A better understanding of propaganda and how to use it as an educational tool could advance the world in a positive way.

Numerous studies have shown that, due to a myriad of cognitive biases such as belief perseverance and confirmation bias, facts unfortunately do not change people’s minds. Propaganda, on the other hand, works very well on this front, something we see clearly from how people and groups have used it over the past century. The Flex commercial, which taps into human emotion to depict birth and home birth as beautiful and desirable, is a form of positive propaganda.

The word ‘propaganda’ comes from the Latin propagare, which simply means ‘to spread’ or ‘propagate’, and finds its origins in the context of furthering Catholic missionary activity. However, its contemporary usage connotes the spreading of an idea or ideology through any means, often of a negative, manipulative nature. Some therefore view the concept of ‘positive propaganda’ as an oxymoron due to the word’s association with manipulation.

As seen in cases such as the Flex commercial, however, propaganda can also bring about a real transformation of a public mindset for the good. Martin Luther King Jr believed in the need for positive propaganda, as did W E B Du Bois, the latter of whom spoke of propaganda’s power in the arts. The intelligent use of words and images is of central importance to these undertakings.

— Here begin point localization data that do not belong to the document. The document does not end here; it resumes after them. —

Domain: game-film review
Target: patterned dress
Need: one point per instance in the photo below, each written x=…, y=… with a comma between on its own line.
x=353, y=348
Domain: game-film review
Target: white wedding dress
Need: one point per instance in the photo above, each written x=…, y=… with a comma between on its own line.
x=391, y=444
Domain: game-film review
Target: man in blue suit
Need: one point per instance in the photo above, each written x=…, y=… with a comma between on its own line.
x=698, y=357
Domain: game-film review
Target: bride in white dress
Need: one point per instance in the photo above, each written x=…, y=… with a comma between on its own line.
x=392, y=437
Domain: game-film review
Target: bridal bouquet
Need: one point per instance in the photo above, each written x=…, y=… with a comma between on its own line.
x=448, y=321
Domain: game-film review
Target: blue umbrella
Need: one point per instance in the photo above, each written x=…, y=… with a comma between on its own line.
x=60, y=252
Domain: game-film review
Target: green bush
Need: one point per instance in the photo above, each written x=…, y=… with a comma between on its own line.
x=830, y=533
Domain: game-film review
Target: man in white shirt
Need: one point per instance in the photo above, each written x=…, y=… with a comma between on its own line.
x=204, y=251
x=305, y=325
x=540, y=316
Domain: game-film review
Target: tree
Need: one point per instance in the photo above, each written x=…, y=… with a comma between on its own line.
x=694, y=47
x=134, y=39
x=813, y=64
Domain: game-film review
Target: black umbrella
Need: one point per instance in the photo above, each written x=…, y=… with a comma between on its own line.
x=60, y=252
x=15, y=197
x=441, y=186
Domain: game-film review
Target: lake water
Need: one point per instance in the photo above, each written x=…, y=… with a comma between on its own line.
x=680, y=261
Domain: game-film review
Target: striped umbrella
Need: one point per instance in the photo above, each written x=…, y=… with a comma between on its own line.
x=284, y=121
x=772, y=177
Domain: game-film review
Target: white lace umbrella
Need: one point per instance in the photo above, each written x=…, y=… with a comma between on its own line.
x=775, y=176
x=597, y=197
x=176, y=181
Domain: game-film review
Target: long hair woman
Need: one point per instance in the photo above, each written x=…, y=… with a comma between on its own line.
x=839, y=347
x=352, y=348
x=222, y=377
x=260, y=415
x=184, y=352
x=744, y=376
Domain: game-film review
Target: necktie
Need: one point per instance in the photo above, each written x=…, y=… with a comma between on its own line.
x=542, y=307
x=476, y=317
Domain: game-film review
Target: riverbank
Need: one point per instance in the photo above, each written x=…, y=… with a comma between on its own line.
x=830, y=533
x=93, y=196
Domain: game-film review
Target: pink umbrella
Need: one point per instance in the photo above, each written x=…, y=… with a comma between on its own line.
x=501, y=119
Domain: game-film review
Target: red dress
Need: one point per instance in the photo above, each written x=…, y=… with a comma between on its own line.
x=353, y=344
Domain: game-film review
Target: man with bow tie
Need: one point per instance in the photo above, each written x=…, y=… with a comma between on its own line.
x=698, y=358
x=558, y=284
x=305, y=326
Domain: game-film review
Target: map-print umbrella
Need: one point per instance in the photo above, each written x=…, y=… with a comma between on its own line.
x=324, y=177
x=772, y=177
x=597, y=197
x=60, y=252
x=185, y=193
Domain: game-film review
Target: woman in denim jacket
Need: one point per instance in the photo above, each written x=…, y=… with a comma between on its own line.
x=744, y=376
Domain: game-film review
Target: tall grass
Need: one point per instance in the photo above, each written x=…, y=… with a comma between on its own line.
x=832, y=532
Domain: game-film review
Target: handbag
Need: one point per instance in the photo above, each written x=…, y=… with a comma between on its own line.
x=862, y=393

In the United States, the key 20th-century figure who understood how to use propaganda was Edward Bernays, Sigmund Freud’s nephew and the father of the field of public relations. Born in Vienna, Austria in 1891, Bernays died in Cambridge, Massachusetts in 1995, living a long, prolific life and architecting profound changes in US society from behind the scenes.

Surprisingly, Bernays and his ideas exist beneath the radar for most contemporary scholars. I first learned about him during my graduate school years, but that knowledge came from an intellectual outside of university walls. Jason Stanley, a philosophy professor at Yale University, has examined propaganda at length and argues we must understand how it works. But Bernays is seldom of central focus to academics as they discuss such hot-button topics as war, racial equity, climate justice, etc, and many in the academic sphere have never heard of him even though his ideas on propaganda could have an impact on everything they talk and write about.